Britain counts the cost of Brexit as negotiations with Europe begin: Don Pittis
The disadvantages of pulling out of Europe with a 'hard Brexit' suddenly begin to take shape
British Prime Minister Theresa May has no time to dawdle. Despite confusion at home, the clock on Brexit is ticking, and as talks with Europe begin, things aren't going quite the way May expected.
With the assertive-sounding — if empty — slogan "Brexit means Brexit," the Conservative leader boldly pulled the trigger on Article 50 back in March, beginning a negotiation process with a firm two-year deadline.
May talked tough. Her surprise move to call a snap election was expected to strengthen her hand at the table. But the strategy flopped.
Now, with her minority government struggling and her own future as leader in doubt, May's negotiating team is under pressure.
The deadline can be extended, but only with the unanimous support of every member state of the European Union. At this point such an extension is far from a sure thing.
Theoretically, as hardline Brexiters have suggested, Britain could just walk away from the talks, unilaterally declaring its independence as a sovereign nation and offering this message to those slippery continentals: get stuffed.
But now that the deal is pressing, British businesses, interest groups and ordinary people are beginning to realize how much is at stake. Walking away would leave too much on the table.
One of the most obvious points of contention as the talks begin is cash, with the European team estimating that Britain will owe something in the order of €100 billion when the deal closes in 2019. British hardliners say au contraire, insisting Europe owes Britain cash.
"It's more like leaving a gym or a club," the London Telegraph quoted one unnamed source as saying. "You don't continue to pay for other people to use the facilities after you leave."
Of course that's not true if you were part owner of the club and had run up large debts during the 40 years you were a member, then skipped out without covering your share.
As a first stage, the Europeans aren't asking for an absolute figure. All they want to do is agree to a formula to calculate what that figure would be.
And while paying a bill of tens of billions of pounds attracts outrage in the tabloids, other costs to Britain will be much more significant.
Trade and finance are two items on the agenda that have real measurable costs. According to the British Office of National Statistics, in 2016 the U.K. exported 44 per cent of its goods and services, tariff free, to other European countries. That's £240 billion worth of exports out of a total of £550 billion.
Walking away from Europe without an accord could leave Britain in a worse trade position with the EU than Canada once the CETA free trade deal kicks in.

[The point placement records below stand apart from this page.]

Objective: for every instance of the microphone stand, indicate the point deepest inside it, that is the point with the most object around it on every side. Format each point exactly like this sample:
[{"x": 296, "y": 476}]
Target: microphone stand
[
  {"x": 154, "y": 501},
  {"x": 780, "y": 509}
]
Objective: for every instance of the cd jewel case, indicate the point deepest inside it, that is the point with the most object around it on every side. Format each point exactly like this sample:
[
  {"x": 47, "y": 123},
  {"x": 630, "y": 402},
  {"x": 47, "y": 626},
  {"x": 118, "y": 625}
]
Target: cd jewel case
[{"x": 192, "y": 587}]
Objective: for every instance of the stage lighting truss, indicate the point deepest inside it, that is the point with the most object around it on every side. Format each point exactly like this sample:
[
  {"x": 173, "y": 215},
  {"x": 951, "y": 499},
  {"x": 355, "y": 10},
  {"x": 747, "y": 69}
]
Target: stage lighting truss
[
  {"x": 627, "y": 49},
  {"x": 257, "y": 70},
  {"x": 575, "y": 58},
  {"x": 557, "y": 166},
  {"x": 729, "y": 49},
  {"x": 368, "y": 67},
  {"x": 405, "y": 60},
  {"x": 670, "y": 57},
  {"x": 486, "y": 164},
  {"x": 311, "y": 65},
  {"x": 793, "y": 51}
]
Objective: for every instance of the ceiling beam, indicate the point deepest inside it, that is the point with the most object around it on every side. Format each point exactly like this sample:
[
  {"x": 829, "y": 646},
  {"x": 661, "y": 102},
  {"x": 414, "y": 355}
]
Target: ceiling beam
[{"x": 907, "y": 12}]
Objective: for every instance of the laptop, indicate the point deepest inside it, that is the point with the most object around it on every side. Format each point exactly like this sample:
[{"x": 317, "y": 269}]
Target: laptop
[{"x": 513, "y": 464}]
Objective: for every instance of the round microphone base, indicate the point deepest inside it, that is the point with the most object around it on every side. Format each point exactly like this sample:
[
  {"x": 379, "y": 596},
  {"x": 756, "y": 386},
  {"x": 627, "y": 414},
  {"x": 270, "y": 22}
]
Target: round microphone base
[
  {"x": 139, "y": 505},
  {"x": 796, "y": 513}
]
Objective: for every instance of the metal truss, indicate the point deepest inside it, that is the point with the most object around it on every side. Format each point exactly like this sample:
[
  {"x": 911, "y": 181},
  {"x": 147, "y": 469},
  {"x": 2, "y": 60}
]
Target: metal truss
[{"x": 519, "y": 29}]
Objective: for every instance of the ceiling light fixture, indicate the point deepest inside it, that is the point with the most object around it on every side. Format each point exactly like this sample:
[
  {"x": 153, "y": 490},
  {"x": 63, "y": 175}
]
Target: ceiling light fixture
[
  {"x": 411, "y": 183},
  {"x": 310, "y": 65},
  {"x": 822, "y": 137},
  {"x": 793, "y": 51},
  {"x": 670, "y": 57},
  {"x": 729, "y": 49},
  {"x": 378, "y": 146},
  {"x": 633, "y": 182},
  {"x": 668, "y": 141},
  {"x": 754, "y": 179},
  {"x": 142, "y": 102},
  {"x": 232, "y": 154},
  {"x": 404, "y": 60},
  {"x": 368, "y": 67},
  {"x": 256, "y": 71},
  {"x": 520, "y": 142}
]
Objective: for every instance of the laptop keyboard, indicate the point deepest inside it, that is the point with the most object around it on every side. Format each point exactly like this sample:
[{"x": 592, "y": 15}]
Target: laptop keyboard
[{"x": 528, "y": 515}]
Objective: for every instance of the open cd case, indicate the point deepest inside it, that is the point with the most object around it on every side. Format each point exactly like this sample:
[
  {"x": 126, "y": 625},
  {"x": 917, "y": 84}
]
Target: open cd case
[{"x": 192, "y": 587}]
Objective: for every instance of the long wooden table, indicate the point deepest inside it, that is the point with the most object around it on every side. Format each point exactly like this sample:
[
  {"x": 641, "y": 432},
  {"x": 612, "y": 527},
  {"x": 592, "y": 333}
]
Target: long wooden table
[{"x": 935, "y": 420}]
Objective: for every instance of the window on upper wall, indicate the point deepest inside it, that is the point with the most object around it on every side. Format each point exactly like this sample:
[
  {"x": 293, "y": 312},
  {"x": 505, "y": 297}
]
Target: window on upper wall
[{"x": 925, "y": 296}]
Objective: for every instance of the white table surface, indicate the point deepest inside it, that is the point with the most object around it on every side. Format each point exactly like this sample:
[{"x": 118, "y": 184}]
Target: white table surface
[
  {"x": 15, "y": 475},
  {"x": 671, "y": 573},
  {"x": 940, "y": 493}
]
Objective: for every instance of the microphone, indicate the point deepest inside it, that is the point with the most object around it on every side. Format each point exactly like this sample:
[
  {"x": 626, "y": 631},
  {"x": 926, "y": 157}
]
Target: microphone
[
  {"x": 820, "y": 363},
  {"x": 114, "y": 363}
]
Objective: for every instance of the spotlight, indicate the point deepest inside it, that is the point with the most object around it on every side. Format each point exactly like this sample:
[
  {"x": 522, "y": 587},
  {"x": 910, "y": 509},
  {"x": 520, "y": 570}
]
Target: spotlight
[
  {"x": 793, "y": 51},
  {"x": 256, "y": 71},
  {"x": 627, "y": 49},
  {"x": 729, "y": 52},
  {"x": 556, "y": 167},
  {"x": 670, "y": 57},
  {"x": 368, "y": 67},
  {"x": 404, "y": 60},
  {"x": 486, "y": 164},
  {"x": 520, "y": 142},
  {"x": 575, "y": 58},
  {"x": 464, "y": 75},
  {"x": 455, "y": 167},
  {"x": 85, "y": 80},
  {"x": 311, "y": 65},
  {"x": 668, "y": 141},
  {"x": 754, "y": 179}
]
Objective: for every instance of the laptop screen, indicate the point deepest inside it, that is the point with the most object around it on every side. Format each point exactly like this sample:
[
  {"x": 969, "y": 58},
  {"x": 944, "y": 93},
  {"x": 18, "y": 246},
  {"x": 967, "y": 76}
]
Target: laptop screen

From its historic position as a global hub of finance, Britain — specifically the City of London as its financial district is called — has taken the role of Europe's business capital as well, issuing European bonds and hosting savvy traders from all the countries of the EU. The world does much of its European business there.
Already companies are reconsidering the need for their London headquarters to conduct European affairs. Without a friendly deal on taxes, regulations and residency, The City of London could see its business shrink as bankers and the professionals that serve them go elsewhere. High-paying jobs would be lost.
One financial cost has already hit every British citizen. The value of personal savings fell by tens of billions and spending power declined sharply after the pound fell in the wake of the Brexit vote.
Last week British retail sales also fell sharply, with analysts blaming it on an inflation rate that has climbed to 2.5 per cent. Central bank governor Mark Carney was nearly forced to raise interest rates but has delayed for now.
Other costs are far harder to measure.
Many British citizens have recreational properties or retirement homes on the continent. As members of the EU, residency rules, property ownership, taxes and health care provisions are all clearly laid out. A hostile negotiation could threaten those.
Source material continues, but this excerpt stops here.